The Agentic AI Second Eye, and What It Can't See
Originally published on our website.
This is the second piece in a three-part series on how we’ve put AI agents to work inside the firm. The first covered what the agents do for us. This one is about where they break, and what those failures reveal about us.
The verification reflex
As mentioned in part one, Natalie Hoya is our entire legal team. There is no associate down the hall to catch a mistake, no second lawyer to confirm she’s reading the right clause in the right version of the right document. So when she describes the agents as a “second eye,” she means it literally. But the phrase carries a condition: the eye only works because she’s still reading everything herself.
That instinct turns out to be universal at AVV, and nobody had to be told to develop it. For high-stakes work, the team has independently converged on the same habit: trust the agent to do the first pass, then check it as if it were done by a sharp but unproven junior analyst.
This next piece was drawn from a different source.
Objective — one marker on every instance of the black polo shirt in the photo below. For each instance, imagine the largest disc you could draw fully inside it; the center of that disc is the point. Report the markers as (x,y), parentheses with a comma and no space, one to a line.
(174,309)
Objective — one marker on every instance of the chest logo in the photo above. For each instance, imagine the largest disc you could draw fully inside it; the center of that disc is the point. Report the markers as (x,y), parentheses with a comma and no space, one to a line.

GP Eddie Thai is blunt about why the analogy holds. “I wouldn’t call it upping my game,” he says, comparing the agents to human analysts. “Even for human analysts and associates, you’d have to rigorously check where the information is coming from, how they came to the conclusions.” The difference now is speed: there’s no time gap and less risk of being misunderstood. The standards, however, haven’t changed. “I still have to keep my standard up,” he says, “and not fall into the trap of, okay, I can just rely on what AI is putting out without checking it. It’s still prone to error.”
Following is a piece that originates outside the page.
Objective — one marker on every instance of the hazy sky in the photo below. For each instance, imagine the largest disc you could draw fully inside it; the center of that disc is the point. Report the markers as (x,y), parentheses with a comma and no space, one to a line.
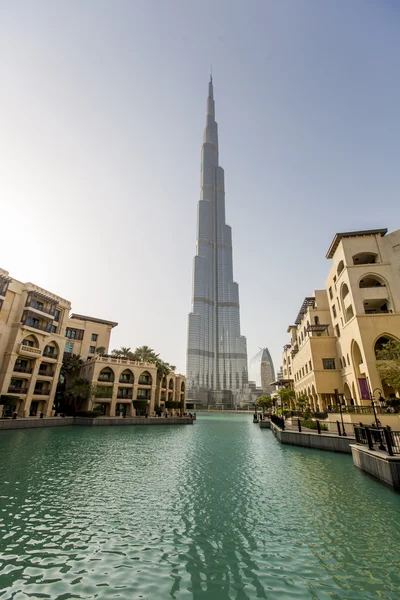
(102,109)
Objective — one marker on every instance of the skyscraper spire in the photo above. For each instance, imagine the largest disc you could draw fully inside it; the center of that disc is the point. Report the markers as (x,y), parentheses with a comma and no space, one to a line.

Partner Hau Ly applies the same discipline to numbers headed for LPs. When Ava (our AI portfolio analyst) returns a figure for a report, Hau’s reflex is to push back before she believes it. “Give me the sources so I can verify,” she’ll say. Natalie frames the dependency more plainly: “The most important thing is that we have the right set of data, because otherwise Ava cannot give the data I want correctly.”
While AVV arrived at this by instinct, one of our LPs has turned into a process. Francis Perelman, AI Program Manager at Capria Ventures, has spent the past 18 months building out the firm’s internal agents, and the discipline around them is formalized in a way ours isn’t yet.
Every agent runs against a set of written rules, and anything that would be written to a document, spreadsheet, or presentation has to be pre-approved by a person, either in Slack or by email, before it goes through. They run evaluation systems that compare an agent’s output whenever a prompt or input changes to catch regressions. And there’s a standing expectation that every team member checks an agent’s output after using it, including for the agents that run on their own.
It’s the same reflex we’ve described, scaled into a routine, with the explicit goal of keeping the agents reliable. Seeing it codified elsewhere makes something clear: the double-checking isn’t just a temporary phase on the way to trust, it’s the permanent cost of using these tools well.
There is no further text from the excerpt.